Deux jours plus tard, Harry, requinqué par les bons soins de Mrs Pomfresh, sortit de l’infirmerie. Aussitôt, il s’arrangea pour profiter pleinement de ses amis. Il ne tenait pas à subir un interrogatoire forcé. Seulement, cet interrogatoire ne vint pas. Lorsque Harry en demanda la raison à Hermione, celle-ci lui répondit :
« C’est à cause de Dumbledore. Il avait prévu ce genre de situation tu penses bien. Ce matin, il a plongé tous les élèves exceptés Neville, Luna, moi, Steffen et Fleur dans une espèce de transe.
- Un sortilège d’Amnésie puissance mille ?
- C’est aussi mon avis ! » rit Hermione.
Le seul fait de savoir qu’aucun élève ne lui poserait de question soulagea Harry d’un grand poids. Il pourrait se reposer pleinement sans devoir se cacher à tous les coins de couloirs.
Trois jours s’étaient écoulés depuis qu’Harry était sorti de l’infirmerie. Celui-ci ne se sentait plus aussi bien que lorsqu’il avait appris le sortilège mis en œuvre par Dumbledore. Il avait décidé de faire quelque chose à l’infirmerie et il le ferait. Mais d’abord, il devait s’expliquer avec Dumbledore et Fleur.

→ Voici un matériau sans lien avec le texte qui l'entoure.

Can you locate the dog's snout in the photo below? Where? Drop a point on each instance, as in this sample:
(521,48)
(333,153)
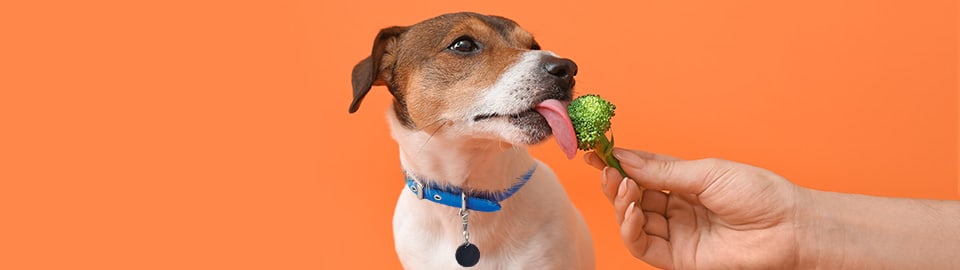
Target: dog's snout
(560,67)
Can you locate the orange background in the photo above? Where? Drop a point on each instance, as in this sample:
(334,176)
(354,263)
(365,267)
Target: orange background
(215,135)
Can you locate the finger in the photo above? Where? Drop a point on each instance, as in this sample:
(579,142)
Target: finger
(656,225)
(648,155)
(593,160)
(610,182)
(654,201)
(628,193)
(650,248)
(692,176)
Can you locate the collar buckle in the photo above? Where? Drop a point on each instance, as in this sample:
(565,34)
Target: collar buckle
(418,189)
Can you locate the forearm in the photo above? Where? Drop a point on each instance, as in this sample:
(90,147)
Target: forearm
(848,231)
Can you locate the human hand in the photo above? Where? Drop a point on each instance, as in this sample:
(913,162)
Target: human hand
(717,213)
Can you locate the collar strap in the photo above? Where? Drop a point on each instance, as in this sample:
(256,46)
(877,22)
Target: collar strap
(479,201)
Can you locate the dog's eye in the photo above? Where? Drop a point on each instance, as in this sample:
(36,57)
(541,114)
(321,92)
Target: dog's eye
(464,45)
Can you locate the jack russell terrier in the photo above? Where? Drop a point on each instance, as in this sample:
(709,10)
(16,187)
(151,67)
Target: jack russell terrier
(471,92)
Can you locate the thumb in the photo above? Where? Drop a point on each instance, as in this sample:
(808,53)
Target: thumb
(686,176)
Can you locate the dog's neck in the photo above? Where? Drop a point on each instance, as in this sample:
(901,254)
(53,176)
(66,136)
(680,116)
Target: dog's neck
(471,164)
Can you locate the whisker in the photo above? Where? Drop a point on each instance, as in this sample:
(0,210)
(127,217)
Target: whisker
(429,138)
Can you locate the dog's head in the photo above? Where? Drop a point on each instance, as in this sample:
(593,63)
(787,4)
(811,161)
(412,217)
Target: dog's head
(466,75)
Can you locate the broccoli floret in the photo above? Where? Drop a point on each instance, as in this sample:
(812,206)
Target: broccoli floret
(591,116)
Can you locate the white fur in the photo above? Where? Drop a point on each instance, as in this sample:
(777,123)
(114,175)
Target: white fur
(538,228)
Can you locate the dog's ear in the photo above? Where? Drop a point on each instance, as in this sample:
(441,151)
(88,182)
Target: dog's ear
(368,72)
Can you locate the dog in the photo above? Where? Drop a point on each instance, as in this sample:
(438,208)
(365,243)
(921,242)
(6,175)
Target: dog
(470,93)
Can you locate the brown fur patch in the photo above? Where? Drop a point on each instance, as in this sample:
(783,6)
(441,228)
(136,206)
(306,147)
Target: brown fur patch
(436,82)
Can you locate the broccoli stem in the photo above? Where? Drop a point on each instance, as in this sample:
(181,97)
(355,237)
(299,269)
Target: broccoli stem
(604,148)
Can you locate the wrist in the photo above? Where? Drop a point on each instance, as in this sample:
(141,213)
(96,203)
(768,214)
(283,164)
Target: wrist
(819,240)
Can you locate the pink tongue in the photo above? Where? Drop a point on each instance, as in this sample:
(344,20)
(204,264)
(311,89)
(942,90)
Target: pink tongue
(556,115)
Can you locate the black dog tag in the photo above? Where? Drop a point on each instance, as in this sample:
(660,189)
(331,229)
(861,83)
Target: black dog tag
(468,255)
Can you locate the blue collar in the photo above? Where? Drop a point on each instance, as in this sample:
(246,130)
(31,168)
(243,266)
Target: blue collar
(450,195)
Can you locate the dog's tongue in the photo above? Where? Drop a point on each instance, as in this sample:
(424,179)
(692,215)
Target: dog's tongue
(556,115)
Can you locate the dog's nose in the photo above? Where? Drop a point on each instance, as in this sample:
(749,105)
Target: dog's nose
(561,67)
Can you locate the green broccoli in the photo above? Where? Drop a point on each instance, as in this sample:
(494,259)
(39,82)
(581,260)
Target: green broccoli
(591,116)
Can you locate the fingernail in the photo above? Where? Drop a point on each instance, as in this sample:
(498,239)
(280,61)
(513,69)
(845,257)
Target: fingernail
(623,187)
(603,179)
(626,156)
(629,211)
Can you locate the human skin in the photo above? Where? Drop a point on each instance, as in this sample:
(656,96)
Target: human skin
(724,214)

Harry était dans la salle commune de Gryffondor. Il était perdu dans ses pensées et celles-ci étaient principalement occupées par son projet de quitter Poudlard. Il s’adossa contre le dos du fauteuil dans lequel il était assis. En jetant un regard autour de lui, il s’aperçut qu’il était seul. Il était plus de minuit, cela n’avait rien d’étonnant. Il saisit son sac, en tira le devoir de Métamorphose qu’il devait rendre pour le lundi suivant et se mit à écrire.

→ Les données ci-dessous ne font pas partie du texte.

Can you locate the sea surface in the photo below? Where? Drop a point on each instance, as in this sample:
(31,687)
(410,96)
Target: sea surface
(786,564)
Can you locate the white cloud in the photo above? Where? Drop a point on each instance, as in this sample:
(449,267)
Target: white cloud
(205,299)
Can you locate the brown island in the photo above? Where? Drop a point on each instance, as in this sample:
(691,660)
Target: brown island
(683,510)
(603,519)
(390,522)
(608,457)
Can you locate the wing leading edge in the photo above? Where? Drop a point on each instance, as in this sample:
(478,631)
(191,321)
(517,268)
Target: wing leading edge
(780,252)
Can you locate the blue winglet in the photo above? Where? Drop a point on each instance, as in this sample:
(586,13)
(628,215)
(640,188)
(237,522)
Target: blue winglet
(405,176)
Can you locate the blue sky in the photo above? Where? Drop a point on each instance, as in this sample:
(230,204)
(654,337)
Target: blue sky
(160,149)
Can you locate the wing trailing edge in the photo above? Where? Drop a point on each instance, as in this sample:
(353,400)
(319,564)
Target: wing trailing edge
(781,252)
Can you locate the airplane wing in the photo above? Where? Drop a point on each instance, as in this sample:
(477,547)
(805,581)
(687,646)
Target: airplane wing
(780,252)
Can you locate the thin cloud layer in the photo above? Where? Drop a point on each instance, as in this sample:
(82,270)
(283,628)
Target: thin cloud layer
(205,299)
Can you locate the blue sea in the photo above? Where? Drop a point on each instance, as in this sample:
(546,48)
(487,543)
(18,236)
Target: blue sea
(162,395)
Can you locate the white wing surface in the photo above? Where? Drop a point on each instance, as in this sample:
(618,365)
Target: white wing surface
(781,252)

Quelques minutes plus tard, Fleur, Hermione et Steffen entrèrent dans la salle commune. Hermione et Steffen se mirent eux aussi à leur Métamorphose tandis que Fleur tenta d’embrasser Harry. Celui-ci la repoussa fermement. Elle fut très surprise.
« Harry, qu’est-ce qu’il se passe ? demanda-t-elle.
- Laisse-moi tranquille…
- Qu’est-ce que tu as ?
- Laisse-moi tranquille ! »
Harry s’était levé. Fleur était effrayée par le ton et l’expression de Harry.
« Harry, qu’est-ce qu’il y a ? demanda Steffen.
- Fichez-moi la paix ! » gronda-t-il.
Il se dirigeait à grands pas vers le dortoir mais Steffen s’interposa.
« Tu n’iras nulle part tant qu’on ne saura pas ce qu’il t’arrive !
- Laisse-moi passer…
- Non.
- LAISSE-MOI PASSER ! »
Il avait crié mais Steffen n’avait pas bougé. Impassible, il avait tout de même sorti sa baguette et la pointait sur son frère.
« Baisse ta baguette…
- Pas tant que tu ne te seras pas expliqué.
- Je n’ai pas de comptes à vous rendre c’est compris ?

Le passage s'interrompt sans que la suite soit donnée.